I don't believe a "total environment" room was ever built, but it sounds quite a bit like the
Holodeck in Star Trek (minus the holograms).
The Shreveport Times - Nov 3, 1963
The Shreveport Times - Nov 3, 1963
The Lincoln Star - Nov 3, 1963
In January 1939, these two photos appeared in numerous newspapers, accompanied by the following caption:
Necessity being the mother of invention, a resident of Hextable, England, recently perfected this baby airing outfit with an eye to the future. The air-tight and gas-proof lid fits over the pram, has an air intake, a window and a filter to insure gas free air. A rubber bulb at the rear of the perambulator keeps the air in circulation. For mother, there's a nice gas-mask.
An example of the strange effort to try to normalize life despite the threat of war. Also evident in such things as the
air-raid fashions.
Back in 1974, David Heaton spent $50,000 pursuing his dream of building an "aerocommuter" -- a two-person flying saucer that would "cost no more than a medium-priced American car," thereby allowing everyone to fly to work.
He claimed to have all the engineering problems worked out, but it doesn't sound like one of these things ever managed to leave the ground.
Aiken Standard - June 6, 1974
Inventor K.O.F. Jacobsen of Seattle, Washington debuted his water-walking shoes in 1934 at a Cincinnati inventors' congress. He later displayed them at several other meet-ups of inventors. But although I've found several photos of models wearing the shoes, I haven't been able to find any photos of someone actually walking on water with them.
The Decatur Daily Review - Mar 30, 1937
The Cincinnati Enquirer - July 17, 1934
The first Japanese typewriter was invented in 1915 by Kyota Sugimoto. By the 1920s these typewriters had begun to be used by Japanese businesses. The
San Jose history blog gives a description of how they worked:
The letter tray, which Sugimoto called a “type-nest” in the patent application, is an array of 70 X 35 cells. Each cell holds a metal letterpress-style type, for a total of 2450 characters. Fifty characters were used for numbers, punctuation, etc. and the 2400 remaining Kanji characters satisfied most business requirements, even though the Japanese language uses over 100,000 unique characters. Knowledge of about 2400 characters is required for a high school diploma in Japan, so this is a reasonable compromise for this typewriter.

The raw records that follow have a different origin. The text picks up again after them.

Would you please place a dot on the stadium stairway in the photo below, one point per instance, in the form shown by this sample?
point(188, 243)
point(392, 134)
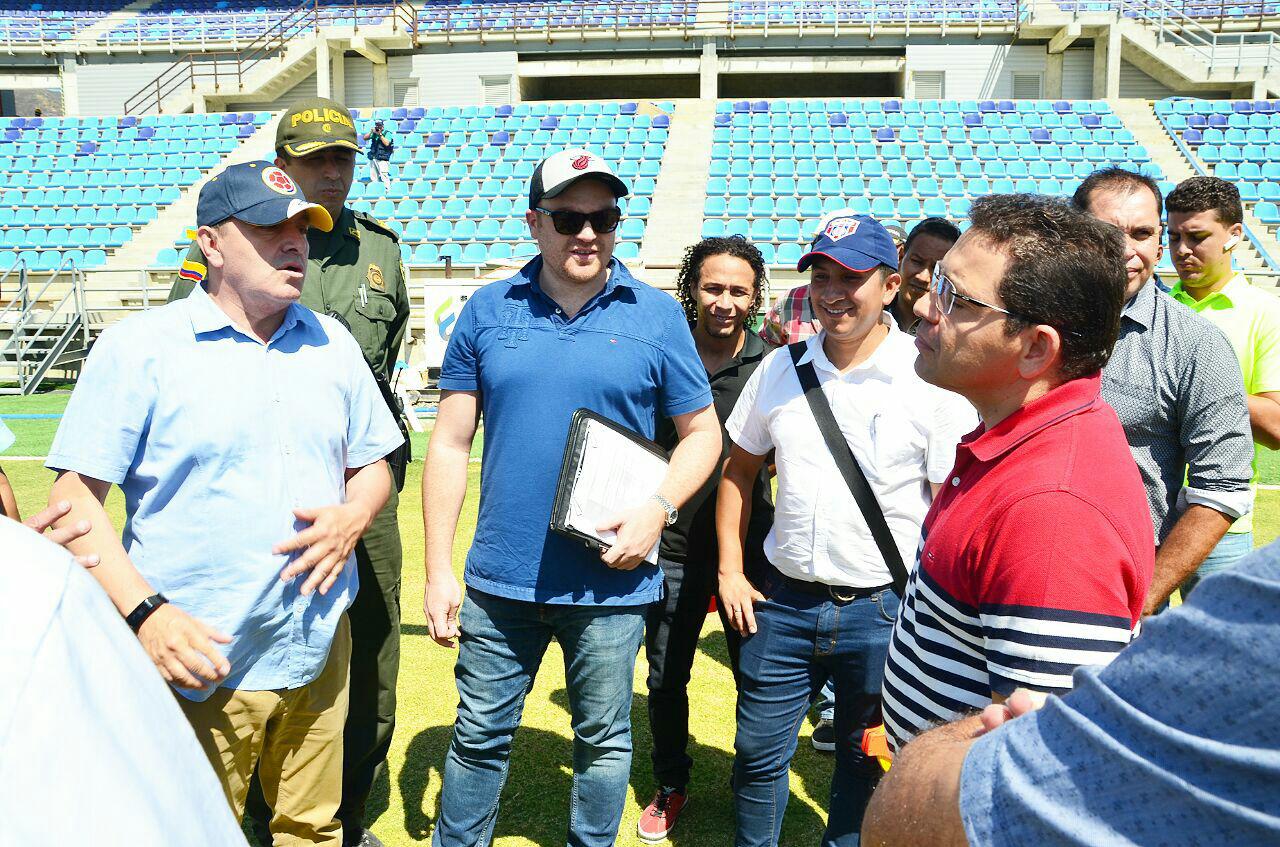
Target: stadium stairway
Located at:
point(676, 215)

The paper cylinder and typing mechanism are on ball-bearing rollers, forming a very complex mechanical marvel. Using a Bakelite knob, the operator can move this mechanism left to right or up and down above the type-nest and position the striker over the selected character. Pressing down on the knob causes a pin under the type-nest to push up the selected type block, which is grasped by the striker from above. The striker rotates the type block 90 degrees over a small ink wheel and then strikes the paper. The striker then returns to its original position, dropping the type block back into the type-nest.
The
Gatunka blog notes, "The beginning of the end for Kanji typewriters was heralded by the arrival of affordable digital word processors in 1984. By the mid 90s, personal computers also began to become popular in Japanese homes, and the age of kanji typewriters came to an end."
The Whitewright Sun - June 14, 1928
source: Wikimedia Commons
source: Wikimedia Commons
October 1938: Alice Anthony models an "anti-cow kicker" invented by Bill Vernia of Odebolt, Iowa.

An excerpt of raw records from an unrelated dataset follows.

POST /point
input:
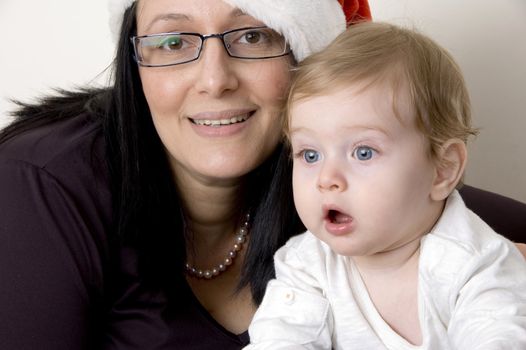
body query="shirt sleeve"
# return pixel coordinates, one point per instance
(47, 270)
(490, 307)
(294, 313)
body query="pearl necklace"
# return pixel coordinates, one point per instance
(225, 264)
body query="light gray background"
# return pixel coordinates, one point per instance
(66, 43)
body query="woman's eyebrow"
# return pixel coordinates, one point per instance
(168, 17)
(174, 16)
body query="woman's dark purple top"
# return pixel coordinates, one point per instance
(64, 284)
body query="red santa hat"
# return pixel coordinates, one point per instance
(307, 25)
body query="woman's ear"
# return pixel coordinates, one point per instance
(451, 162)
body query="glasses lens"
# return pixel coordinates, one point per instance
(167, 49)
(255, 43)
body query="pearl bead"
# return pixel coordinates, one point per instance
(231, 255)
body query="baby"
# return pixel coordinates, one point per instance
(392, 259)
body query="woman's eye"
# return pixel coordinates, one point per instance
(171, 43)
(363, 153)
(252, 37)
(311, 156)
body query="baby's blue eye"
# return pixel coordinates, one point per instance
(311, 156)
(363, 153)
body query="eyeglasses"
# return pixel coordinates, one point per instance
(168, 49)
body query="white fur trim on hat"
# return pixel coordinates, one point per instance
(116, 10)
(307, 25)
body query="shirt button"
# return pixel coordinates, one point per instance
(288, 297)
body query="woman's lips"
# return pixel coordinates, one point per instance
(337, 222)
(220, 124)
(222, 121)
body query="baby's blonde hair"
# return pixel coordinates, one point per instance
(379, 53)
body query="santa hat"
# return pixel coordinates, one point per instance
(307, 25)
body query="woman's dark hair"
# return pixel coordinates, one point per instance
(147, 213)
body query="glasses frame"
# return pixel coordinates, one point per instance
(135, 39)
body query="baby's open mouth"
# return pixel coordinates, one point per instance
(337, 217)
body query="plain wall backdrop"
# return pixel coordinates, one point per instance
(66, 43)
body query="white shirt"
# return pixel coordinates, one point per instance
(471, 294)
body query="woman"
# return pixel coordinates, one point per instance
(114, 199)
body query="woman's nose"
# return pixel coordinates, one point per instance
(216, 75)
(332, 178)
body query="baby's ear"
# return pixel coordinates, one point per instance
(451, 161)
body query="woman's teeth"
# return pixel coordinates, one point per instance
(220, 122)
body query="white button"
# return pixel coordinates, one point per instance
(288, 296)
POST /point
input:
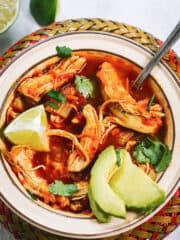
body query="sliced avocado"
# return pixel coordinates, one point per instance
(98, 212)
(102, 193)
(135, 187)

Pittsburgh Press - Oct 16, 1938
The Franklin News-Herald - Oct 7, 1938
Introduced at the 1941 meeting of the Inventors of America society in New York — a combined mousetrap and cigarette lighter.
The caption on the first image is confusing. It says "a lever sets the mouse in motion," but I assume that's a mistake. It should probably read, "The mouse sets a lever in motion."
Another newspaper offered the following explanation of the device's operation: "When mouse springs trap, it sends pinball down ramp. Ball releases spring, and up pops an arm which strikes a match."
When the Inventors of America met again later that year in Los Angeles, one of their members showed off some
mice-killing pantyhose stockings. So mouse-themed inventions were evidently all the rage that year.